The Executive Yuan should withdraw draft amendments to the Labor Standards Act (勞動基準法), labor campaigners said yesterday in a protest outside the Legislative Yuan in Taipei, as the summer’s first extraordinary session drew to a close.
The protests followed the Executive Yuan’s submission of draft amendments to the legislature for review.
Sweltering heat did not deter more than 100 protesters from lying on the pavement of a road bordering the Legislative Yuan, forming the Chinese characters for “123 days off.”
Photo: Liao Chen-huei, Taipei Times
They covered themselves with tarps and umbrellas emblazoned with the Chinese character for lei (累, exhausted), with splotches of red paint on the covers symbolizing the “blood and sweat” of workers.
They shouted for the Democratic Progressive Party (DPP) to withdraw proposed amendments and “return” seven national holidays.
“As laborers, we are only able to use our bodies to highlight how unfair this policy is for us,” Workers Struggle Alliance member Mao Chen-fei (毛振飛) said.
The seven national holidays have previously been observed by workers who did not have a five-day workweek, but the Ministry of Labor plans to eliminate them following the passage of new amendments, which raise overtime pay for working on a newly established weekly “flexible rest day.”
All workers already have one weekly “fixed day off,” on which working is almost entirely forbidden, except in special circumstances, such as a disaster or emergency.
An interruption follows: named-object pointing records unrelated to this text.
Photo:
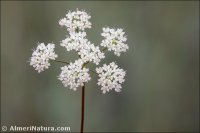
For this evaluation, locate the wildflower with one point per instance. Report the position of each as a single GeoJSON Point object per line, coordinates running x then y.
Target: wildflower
{"type": "Point", "coordinates": [76, 41]}
{"type": "Point", "coordinates": [114, 39]}
{"type": "Point", "coordinates": [74, 75]}
{"type": "Point", "coordinates": [76, 21]}
{"type": "Point", "coordinates": [111, 77]}
{"type": "Point", "coordinates": [42, 54]}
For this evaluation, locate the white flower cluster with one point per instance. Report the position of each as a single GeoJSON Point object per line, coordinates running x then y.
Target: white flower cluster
{"type": "Point", "coordinates": [76, 21]}
{"type": "Point", "coordinates": [114, 40]}
{"type": "Point", "coordinates": [111, 77]}
{"type": "Point", "coordinates": [74, 75]}
{"type": "Point", "coordinates": [40, 56]}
“[President] Tsai [Ing-wen (蔡英文)] promised to cut working hours for workers as part of her election platform, but what her administration is doing is cutting seven national holidays while pushing a fake five-day workweek,” Workers Struggle Alliance member Chen Ming-chen (陳姳臻) said, adding that the groups plan to stage protests next month prior to the legislature’s next extraordinary session.
While the new amendments were initially slated to pass this week, consideration was halted last week after the DPP coconvener of the legislative committee in question chose not to open a review session on the proposed amendments, preventing the meeting from being held.
Workers Struggle Alliance member Kuo Kuan-chun (郭冠均) criticized remarks by Tsai on Thursday, in which she promised to guarantee workers’ rights while striking a balance between the interests of workers and businesses.
“She already made similar statements before the election. What we expect is something more substantial: the withdrawal of the proposal to cut national holidays while mandating two ‘fixed days off’ each week to truly realize a five-day workweek,” he said.